Il documento finale avrebbe potuto essere sottoscritto in tal modo dai dirigenti delle principali associazioni dei musulmani presenti sul territorio, a Torino, Genova, Milano, Bergamo,Brescia, Verona, Padova, Trento, Modena, Bologna, Ancona, Firenze, Perugia, Roma, Napoli, Bari, Messina, Catania, Cagliari, solo per citare le più rappresentative delle oltre 150 realtà islamiche a noi collegate.

Avrebbe avuto ben più peso e spessore e non sarebbe stato visto come un tentativo di introdurre un’ulteriore contraddizione in una comunità che ne soffre già molte.

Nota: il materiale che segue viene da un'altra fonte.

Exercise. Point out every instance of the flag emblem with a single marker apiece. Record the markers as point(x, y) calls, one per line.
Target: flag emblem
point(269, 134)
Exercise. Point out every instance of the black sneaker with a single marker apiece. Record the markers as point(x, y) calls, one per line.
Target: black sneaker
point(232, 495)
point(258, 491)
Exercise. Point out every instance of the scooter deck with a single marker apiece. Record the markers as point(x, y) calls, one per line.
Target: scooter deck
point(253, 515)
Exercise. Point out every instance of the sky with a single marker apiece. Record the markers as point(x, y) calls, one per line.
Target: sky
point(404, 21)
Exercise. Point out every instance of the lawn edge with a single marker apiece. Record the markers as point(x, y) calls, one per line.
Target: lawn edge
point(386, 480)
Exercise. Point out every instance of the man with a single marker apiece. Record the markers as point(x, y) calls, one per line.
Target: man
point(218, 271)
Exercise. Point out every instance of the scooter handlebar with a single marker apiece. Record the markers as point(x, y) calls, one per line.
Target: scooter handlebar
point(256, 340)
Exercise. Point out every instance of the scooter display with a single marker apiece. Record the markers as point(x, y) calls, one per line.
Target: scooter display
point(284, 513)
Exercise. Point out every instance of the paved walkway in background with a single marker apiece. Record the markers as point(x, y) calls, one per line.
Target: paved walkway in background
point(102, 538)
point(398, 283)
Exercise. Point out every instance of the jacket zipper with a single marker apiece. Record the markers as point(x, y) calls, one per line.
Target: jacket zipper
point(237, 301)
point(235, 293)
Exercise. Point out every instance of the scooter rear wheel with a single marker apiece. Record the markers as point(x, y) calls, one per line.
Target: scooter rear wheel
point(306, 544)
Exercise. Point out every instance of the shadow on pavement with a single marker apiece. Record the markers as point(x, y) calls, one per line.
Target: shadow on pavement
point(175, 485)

Un’ultima parola sui contenuti del “manifesto” che a nostro avviso si caratterizzano per una singolare indefinitezza oltre alla generica condanna del terrorismo.

 

La violenza che caratterizza l’attuale congiuntura internazionale è strutturale e culturale

 

Da una parte infatti abbiamo l’accentramento nelle mani di un’unica superpotenza di enormi mezzi di distruzione di massa che vengano ferocemente utilizzati per assicurare ad una ristretta oligarchia un esagerato tenore di vita e dall’altra la reazione inconsulta e disordinata di coloro i quali pensano di non avere più nulla da perdere e che pertanto sono disposti ad usare ogni mezzo per vendere cara la pelle.

Ne consegue da una parte l’irretimento dell’opinione pubblica facendo ricorso alla mediatizzazione del terrore, dall’altra il frequente abbandono di ogni residua umanità in cambio della sofferenza dell’odiato nemico.

Vediamo che gli uni e gli altri usano spesso, bestemmiandoLo, il nome di Dio per giustificare le loro azioni, crediamo che gli uni e gli altri saranno perdenti in questa vita e nell’altra.

Ogni generica condanna della violenza degli eserciti o dei singoli, delle coalizioni e delle bande armate, che prescinda da una sincera analisi del contesto, non potrà far altro che accrescere la confusione e scaricare sui responsabili come sugli innocenti e su tutti noi altra ingiustizia e dolore.